The Cincinnati Enquirer

        COVINGTON — Fidelity Investments has revived plans for a new connector road to its Covington regional headquarters.

        It could mean more jobs for the region.

        Executives from Fidelity, one of the world's largest investment firms, recently met with state and local officials to talk about securing state money to build the road.

        Fidelity operates a 2,000-employee office and mail-sort complex in Covington atop a hill that sits along Interstate 275 and between Ky. 16 and 17, known respectively as Taylor Mill Road and Madison Pike.

        The company said it wants the road to improve access and traffic flows to its Midwest regional headquarters and so it can possibly expand in the future, said State Rep. Tom Kerr, D-Taylor Mill.

        Mr. Kerr and officials from Taylor Mill and Covington recently met with Fidelity executives to discuss the road.

        Fidelity spokesman Kevin Canafax could not be reached Thursday, but Mr. Kerr said the company is interested in a road that would lead from its operation down to Ky. 17, which is west of its headquarters, or north to Howard Litzler Boulevard, an existing connector between Ky. 17 and Ky. 16.

        Fidelity now has only one access road off of Ky. 16.

        “Fidelity has always been interested in expanding and they would like another road to their facility,” Mr. Kerr said. “Right now they're exploring the possibilities.”

        Fidelity first began lobbying Gov. Paul Patton and state lawmakers for the road in 1995. It was placed in the state's six-year road plan shortly after, but was pulled from the plan in 1998 by Mr. Patton.

        At the time Mr. Patton said concern and opposition from local lawmakers and residents basically killed the project.

        Construction of the road would have forced the demolition of homes along West Grand Avenue, which is in Taylor Mill but just down the hill from Fidelity.

        Mr. Kerr said Fidelity is now committed to seeking a route that would not run through any residential areas.
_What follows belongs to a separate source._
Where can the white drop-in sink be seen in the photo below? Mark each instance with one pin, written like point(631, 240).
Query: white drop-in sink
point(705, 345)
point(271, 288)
        “Fidelity really just wants to open up conversations and go about this in the correct way this time,” said Mr. Kerr, one of the local lawmakers who previously opposed the road.

        Mr. Kerr said he would be open to supporting the road as long as some conditions were met, including making sure no homes were taken.

        “Certainly Fidelity is a good corporate entity here in Northern Kentucky,” Mr. Kerr said. “They have a lot of jobs in Covington and some very well-paying jobs. If we could help them expand that would be wonderful.

        “But we would have to weigh that against the costs of the construction and the impact that might have on neighboring property owners,” he said.

        Mr. Kerr said Fidelity talked about seeking the road as part of an economic development incentive package. The company did not talk specifics about any expansion plans but it's doubtful the state would spend money to build the road unless it would help create jobs.

        Fidelity has long said it would like to expand and add jobs in Covington. The company advertises almost non-stop for employees in this area.

        Officials from Covington and Taylor Mill did not return calls to comment Thursday.

        Taylor Mill had previously opposed the road when it was going through the West Grand Avenue neighborhood. Covington, however, had supported it.

        Mr. Kerr said Fidelity did not say when it would ask state leaders that the road be funded and built.

        “There's nothing imminent at this point,” he said. “They are just opening up some dis cussions and exploring all the possibilities.”

        Mr. Kerr said he did not know at this point how much the road would cost.